In 1951, Henrietta Lacks was diagnosed with cervical cancer and was treated at the segregated Johns Hopkins Hospital with radium tube inserts, a standard treatment at the time. As a matter of routine, samples of her cervix were removed without permission. George Otto Gey (1899-1970), a cancer researcher at Hopkins had been trying for years to study cancer cells, but his task proved difficult because cells died in vitro (outside the body). The sample of cells Henrietta Lacks’s doctor made available to Gey, however, did not die. Instead, they continued to divide and multiply. The He-La cell line was born. He-La was a conflagration of Henrietta Lacks.
Permission for doctors to use anyone’s cells or body tissue at that time was traditionally not obtained, especially from patients seeking care in public hospitals.
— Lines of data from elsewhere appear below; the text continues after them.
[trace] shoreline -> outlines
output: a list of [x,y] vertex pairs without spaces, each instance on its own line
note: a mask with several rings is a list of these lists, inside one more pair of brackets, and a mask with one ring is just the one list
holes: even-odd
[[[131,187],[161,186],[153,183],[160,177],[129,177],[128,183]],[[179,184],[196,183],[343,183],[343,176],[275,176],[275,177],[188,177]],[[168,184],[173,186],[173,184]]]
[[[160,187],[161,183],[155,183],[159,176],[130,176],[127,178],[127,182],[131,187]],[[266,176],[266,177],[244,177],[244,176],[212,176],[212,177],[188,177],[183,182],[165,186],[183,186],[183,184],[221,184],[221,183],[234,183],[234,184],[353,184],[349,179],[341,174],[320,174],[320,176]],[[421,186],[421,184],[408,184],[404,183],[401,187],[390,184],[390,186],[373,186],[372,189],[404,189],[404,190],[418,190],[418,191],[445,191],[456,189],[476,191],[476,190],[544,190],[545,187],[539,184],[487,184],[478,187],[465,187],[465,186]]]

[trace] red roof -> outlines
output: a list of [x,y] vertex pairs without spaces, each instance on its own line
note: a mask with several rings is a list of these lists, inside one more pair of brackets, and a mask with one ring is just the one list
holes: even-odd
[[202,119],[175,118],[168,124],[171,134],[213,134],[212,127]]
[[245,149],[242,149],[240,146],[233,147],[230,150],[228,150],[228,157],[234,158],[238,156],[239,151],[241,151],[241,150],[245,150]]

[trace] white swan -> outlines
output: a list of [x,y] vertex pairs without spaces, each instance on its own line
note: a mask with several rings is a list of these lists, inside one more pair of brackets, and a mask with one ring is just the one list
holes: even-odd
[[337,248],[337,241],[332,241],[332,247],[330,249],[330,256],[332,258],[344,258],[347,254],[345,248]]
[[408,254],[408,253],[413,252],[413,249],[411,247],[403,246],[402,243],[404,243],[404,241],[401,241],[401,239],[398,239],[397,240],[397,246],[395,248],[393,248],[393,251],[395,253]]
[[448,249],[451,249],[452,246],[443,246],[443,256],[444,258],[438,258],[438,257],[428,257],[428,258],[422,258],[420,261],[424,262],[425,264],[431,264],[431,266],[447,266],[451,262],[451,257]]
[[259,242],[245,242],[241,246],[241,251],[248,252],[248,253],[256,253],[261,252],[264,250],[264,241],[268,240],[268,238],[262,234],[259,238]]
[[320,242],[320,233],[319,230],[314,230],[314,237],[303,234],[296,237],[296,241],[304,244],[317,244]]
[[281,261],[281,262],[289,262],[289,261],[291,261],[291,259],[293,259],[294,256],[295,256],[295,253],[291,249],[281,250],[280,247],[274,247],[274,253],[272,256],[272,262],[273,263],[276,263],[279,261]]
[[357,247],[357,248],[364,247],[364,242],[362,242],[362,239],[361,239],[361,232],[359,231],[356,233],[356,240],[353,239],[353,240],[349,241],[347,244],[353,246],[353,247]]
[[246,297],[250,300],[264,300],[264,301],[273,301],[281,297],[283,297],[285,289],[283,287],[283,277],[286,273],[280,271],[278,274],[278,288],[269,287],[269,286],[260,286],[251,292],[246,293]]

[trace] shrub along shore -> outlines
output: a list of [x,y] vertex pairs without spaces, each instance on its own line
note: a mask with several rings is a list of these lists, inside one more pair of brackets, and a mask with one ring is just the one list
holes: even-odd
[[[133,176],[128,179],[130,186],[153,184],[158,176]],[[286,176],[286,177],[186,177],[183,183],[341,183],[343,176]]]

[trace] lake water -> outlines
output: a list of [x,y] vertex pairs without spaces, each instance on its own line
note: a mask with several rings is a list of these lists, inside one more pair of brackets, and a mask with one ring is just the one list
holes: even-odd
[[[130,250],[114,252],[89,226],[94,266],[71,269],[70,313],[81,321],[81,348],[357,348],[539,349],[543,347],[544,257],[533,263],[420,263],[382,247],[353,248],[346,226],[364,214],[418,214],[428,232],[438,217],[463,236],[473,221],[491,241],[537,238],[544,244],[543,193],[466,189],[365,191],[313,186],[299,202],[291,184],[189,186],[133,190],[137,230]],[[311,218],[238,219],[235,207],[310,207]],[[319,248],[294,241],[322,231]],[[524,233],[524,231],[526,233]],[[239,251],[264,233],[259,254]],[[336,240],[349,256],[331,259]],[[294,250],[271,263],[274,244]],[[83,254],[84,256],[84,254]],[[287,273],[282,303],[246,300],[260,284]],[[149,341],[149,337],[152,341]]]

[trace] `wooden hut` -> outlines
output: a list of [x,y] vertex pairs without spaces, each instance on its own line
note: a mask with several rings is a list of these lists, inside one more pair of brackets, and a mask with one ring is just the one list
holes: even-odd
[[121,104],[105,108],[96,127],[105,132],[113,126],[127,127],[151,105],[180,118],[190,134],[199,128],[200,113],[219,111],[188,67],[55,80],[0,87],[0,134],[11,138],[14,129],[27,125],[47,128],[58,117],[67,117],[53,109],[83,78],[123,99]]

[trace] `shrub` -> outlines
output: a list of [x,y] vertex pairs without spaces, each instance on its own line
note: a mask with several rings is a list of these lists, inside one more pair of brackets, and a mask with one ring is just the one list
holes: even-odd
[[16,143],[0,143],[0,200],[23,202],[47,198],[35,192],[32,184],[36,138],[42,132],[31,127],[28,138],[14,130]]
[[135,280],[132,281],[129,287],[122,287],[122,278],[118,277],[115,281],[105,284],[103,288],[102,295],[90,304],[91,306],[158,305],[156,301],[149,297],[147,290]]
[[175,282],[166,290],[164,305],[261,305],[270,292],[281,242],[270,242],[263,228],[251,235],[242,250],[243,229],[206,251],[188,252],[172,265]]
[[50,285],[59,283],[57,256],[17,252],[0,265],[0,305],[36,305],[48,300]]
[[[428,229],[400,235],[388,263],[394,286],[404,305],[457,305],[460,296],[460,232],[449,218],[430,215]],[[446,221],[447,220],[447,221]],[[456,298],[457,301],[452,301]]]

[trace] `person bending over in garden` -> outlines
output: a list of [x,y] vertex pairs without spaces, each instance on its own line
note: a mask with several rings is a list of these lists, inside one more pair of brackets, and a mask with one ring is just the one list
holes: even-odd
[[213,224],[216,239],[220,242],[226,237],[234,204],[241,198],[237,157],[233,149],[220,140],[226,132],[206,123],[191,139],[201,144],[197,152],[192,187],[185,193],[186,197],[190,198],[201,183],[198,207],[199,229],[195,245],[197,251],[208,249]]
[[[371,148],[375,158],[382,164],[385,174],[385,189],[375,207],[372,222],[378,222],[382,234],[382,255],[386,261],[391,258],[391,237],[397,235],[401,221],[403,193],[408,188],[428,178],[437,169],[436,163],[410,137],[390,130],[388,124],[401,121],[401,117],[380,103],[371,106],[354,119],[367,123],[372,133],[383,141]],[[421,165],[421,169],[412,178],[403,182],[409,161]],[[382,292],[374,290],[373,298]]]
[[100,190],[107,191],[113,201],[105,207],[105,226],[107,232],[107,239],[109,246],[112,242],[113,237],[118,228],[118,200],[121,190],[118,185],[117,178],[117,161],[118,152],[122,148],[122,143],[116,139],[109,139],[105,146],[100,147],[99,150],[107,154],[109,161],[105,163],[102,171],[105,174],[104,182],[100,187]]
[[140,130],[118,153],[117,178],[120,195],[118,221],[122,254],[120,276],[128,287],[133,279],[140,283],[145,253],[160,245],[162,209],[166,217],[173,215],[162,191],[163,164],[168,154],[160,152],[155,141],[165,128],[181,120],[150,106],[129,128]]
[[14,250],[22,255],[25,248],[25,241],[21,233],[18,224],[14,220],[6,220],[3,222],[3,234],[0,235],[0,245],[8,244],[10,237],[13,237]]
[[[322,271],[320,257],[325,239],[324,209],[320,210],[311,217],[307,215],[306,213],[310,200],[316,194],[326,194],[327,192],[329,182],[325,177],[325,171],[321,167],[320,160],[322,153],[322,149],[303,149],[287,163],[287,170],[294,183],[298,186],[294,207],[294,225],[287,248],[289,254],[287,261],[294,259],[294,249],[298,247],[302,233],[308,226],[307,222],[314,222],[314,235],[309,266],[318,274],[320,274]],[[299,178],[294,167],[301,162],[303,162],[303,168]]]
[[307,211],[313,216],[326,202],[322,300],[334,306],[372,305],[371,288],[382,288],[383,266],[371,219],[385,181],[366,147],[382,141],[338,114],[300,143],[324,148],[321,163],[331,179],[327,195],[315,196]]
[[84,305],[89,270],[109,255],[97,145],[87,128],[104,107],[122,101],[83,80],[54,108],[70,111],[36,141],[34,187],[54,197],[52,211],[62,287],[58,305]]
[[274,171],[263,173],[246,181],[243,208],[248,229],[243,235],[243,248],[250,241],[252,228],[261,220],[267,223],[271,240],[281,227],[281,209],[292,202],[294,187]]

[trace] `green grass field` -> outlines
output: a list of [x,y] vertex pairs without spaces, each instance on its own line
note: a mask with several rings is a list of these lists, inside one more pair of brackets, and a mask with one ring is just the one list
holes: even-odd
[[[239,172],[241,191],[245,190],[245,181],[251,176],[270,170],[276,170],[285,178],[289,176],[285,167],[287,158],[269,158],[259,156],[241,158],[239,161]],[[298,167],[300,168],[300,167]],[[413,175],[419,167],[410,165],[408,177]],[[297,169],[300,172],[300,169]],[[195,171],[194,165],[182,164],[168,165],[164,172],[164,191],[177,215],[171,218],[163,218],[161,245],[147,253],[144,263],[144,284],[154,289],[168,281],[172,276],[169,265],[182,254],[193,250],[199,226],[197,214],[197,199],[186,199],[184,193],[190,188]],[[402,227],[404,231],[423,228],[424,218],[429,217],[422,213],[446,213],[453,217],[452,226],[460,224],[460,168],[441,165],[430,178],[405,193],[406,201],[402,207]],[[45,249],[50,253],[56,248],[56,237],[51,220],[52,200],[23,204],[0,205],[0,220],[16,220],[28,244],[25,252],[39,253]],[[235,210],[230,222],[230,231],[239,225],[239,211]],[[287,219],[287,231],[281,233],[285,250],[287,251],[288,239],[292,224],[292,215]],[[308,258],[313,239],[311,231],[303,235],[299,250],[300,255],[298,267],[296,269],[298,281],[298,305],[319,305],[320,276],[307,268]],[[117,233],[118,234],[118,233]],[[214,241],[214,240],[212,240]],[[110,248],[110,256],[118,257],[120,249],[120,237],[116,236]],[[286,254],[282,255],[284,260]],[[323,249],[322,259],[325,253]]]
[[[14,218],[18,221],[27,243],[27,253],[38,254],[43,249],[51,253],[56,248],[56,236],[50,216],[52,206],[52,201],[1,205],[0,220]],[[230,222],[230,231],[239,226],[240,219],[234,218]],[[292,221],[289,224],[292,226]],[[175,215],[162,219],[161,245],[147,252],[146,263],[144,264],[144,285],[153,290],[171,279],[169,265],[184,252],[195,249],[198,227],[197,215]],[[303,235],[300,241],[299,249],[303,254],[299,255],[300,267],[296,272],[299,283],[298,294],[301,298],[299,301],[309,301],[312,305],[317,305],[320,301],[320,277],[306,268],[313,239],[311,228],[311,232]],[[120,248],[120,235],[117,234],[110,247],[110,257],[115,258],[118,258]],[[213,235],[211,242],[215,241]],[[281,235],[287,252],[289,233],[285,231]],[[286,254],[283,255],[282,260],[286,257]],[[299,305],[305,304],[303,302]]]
The irony was that Johns Hopkins (1795-1873), an abolitionist and philanthropist, founded the hospital in 1889 to make medical care available to the poor. Informed Consent as a doctrine came into practice in the late 1970s, nearly three decades after Henrietta Lack’s death.
Gey was the consummate professional biologist and used Henrietta Lacks’s cells in the sole interests of finding a cure for cancer. With no desire for profit, he made the He-La cells available to all interested in biological research, including virologist Jonas Salk (1914-1995). The He-La cell line, in turn, allowed the discovery of the Salk vaccine which led to the near worldwide eradication of polio.
The genetic revolution exploded almost immediately following her death. Molecular biologist James B. Watson (1928- ) and geneticist Francis Crick (1916-2004) created the double-helix model in the discovery of Deoxyribonucleic acid (DNA) in 1953. In the end, over 60,000 studies were published by researchers who use the He-Le cells, advancing their careers, the field of science that they were associated with, and the professional prestige of the institutions that employed them. During that time the Lacks family received no compensation for the usage of He-La cells.